Gabríel Ólafs - Solon Islandus

A Closer Listen

What’s the next step for an artist after becoming a teenaged global phenomenon?  For Gabríel Ólafs, the answer is to become a grown-up global phenomenon.  This was also the path taken by Ólafur Arnalds, and we suspect his younger Icelandic counterpart may follow his trajectory as well.  Absent Minded was a success on its own in 2019, and was followed by an album of reworks by artists such as Hugar, Bing & Ruth and Masayoshi Fujita, while this year’s Solon Islandus travels in a quieter direction with an accompanying selection of piano versions.

The album is a tribute to the “artistic spirit of Iceland,” in particular the life and work of famed poet Davíð Stefánsson, whose writings grace the recording in a manner reminiscent of Arnald’s Island Songs.  While the album is decorated with Stefánsson’s poetry, the title is taken from his only novel.  The music unfurls slowly, like the flowing dyes of lead videos “The Lily” and “Memory,” chords and colors expanding like eyedrops, like sunbursts, like galaxies.  Opening track “Streymir” (flow or stream) embodies this principle, building from a soft base of piano and strings to become a creature that tugs at the emotions.  The choir sings; the heart tilts.  Blueness shines on creek and dale.  
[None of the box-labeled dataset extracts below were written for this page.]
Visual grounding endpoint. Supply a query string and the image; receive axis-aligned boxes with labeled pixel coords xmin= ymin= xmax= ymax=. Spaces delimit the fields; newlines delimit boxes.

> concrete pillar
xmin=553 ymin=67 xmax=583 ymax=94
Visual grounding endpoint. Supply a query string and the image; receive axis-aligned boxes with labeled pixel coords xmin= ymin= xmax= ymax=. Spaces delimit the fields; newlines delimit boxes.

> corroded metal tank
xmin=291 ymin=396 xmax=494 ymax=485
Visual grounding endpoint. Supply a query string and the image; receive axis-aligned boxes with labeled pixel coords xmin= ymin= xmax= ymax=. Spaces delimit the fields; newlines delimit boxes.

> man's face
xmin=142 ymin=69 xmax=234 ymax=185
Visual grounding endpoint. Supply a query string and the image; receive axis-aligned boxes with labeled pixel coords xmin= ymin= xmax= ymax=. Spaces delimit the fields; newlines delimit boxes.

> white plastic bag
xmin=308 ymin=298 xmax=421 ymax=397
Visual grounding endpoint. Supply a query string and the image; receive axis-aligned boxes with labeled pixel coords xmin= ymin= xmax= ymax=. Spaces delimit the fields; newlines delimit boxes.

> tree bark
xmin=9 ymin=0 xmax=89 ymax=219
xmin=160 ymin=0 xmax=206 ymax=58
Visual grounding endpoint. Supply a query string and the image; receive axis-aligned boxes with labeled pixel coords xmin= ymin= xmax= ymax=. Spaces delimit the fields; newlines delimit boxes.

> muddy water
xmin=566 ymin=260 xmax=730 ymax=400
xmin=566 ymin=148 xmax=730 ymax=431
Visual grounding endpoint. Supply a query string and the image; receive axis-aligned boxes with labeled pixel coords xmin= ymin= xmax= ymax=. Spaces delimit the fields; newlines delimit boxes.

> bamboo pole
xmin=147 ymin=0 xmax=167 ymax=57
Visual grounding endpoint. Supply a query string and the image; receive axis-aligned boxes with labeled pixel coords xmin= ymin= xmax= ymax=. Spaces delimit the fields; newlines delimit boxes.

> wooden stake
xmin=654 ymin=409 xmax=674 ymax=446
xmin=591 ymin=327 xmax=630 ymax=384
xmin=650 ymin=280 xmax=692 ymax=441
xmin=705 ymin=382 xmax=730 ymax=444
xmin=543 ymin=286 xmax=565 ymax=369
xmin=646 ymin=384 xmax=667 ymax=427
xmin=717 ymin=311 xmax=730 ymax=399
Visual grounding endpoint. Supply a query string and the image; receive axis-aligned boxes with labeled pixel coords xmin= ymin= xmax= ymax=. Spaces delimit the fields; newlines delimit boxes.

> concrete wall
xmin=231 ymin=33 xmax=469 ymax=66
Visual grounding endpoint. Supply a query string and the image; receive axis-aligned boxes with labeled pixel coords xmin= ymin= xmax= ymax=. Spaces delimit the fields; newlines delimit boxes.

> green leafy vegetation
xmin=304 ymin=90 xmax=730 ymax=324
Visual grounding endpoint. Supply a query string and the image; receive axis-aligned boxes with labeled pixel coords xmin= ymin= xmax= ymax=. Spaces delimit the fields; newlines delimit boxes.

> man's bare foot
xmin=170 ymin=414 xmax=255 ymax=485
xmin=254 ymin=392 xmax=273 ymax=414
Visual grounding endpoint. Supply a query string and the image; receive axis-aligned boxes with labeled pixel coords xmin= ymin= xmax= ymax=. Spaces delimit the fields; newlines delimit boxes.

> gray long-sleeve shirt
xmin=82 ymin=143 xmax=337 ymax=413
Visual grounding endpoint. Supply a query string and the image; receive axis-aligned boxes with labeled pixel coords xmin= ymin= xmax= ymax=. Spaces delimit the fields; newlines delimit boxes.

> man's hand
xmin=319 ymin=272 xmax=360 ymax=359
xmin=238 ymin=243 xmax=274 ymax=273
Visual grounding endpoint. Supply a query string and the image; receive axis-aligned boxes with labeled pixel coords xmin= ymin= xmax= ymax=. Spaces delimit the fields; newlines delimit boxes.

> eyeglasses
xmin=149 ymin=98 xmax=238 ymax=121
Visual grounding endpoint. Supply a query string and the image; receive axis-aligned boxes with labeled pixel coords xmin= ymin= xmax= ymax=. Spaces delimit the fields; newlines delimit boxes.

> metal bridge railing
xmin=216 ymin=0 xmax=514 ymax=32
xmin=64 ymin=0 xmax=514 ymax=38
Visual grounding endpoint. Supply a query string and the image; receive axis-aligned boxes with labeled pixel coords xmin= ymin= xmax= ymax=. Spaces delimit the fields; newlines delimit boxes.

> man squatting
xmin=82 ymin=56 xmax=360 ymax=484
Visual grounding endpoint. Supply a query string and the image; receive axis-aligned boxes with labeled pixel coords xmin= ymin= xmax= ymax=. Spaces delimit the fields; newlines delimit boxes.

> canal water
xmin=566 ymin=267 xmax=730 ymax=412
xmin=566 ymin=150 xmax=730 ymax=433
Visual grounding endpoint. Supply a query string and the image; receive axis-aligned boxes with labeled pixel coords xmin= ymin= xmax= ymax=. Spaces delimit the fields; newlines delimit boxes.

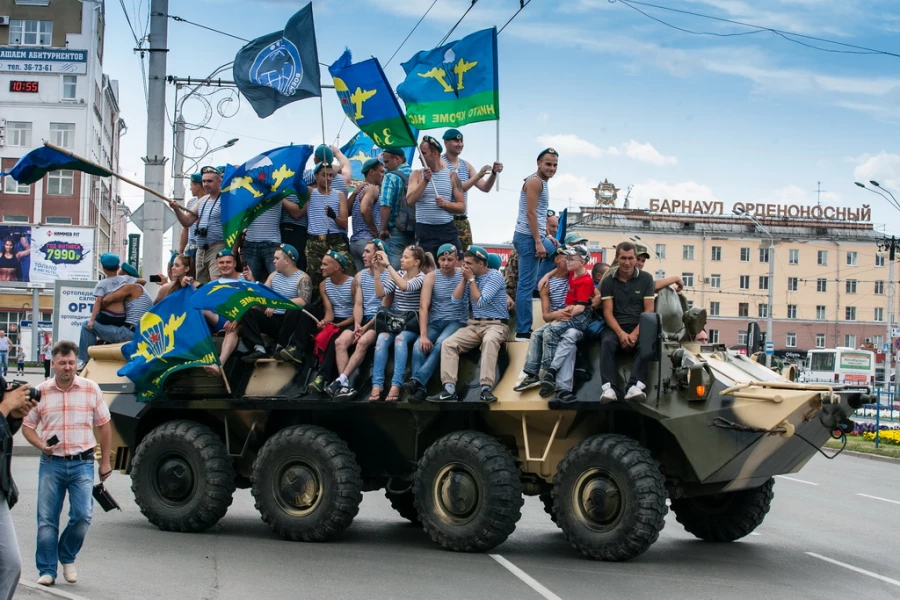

How might one categorize the life of a never-married librarian?  Ólafs conveys an undercurrent of loneliness, along with great beauty.  Surrounded by literature and like-minded visitors, Stefánsson was inspired to write of characters saved by the kindness of others.  The title track expands to the cold expanse of water surrounding Iceland before retracting to the vast uninhabited center.  Even as a child, the poet felt a kinship with the raven, as portrayed in “Brestur” and closer “The Caw” ~ confined to his bed, he imagined soaring through the winter skies.

A cinematic thread runs through the album as well, especially apparent in the finale of “Hind,” as life and death collide in a lonely glade. Ólafs has obviously inherited Stefánsson’s romanticism.  A tiny couplet of tracks, “Kyndir” and “Aska,” also refers to ashes, the former recalling a woman who writes poems in ashes, the latter a reference to volcanic debris.  But while ashes represent endings, they also represent rebirth, found in Icelandic folklore as well as the legend of the phoenix.  Ólafs straddles the thin line between Ragnarok and recreation.  As Stefánsson writes:

Though cold the wind may blow, and days be years, I’ll know you lost your way by the right route and will be mine in prayer, in song and tears.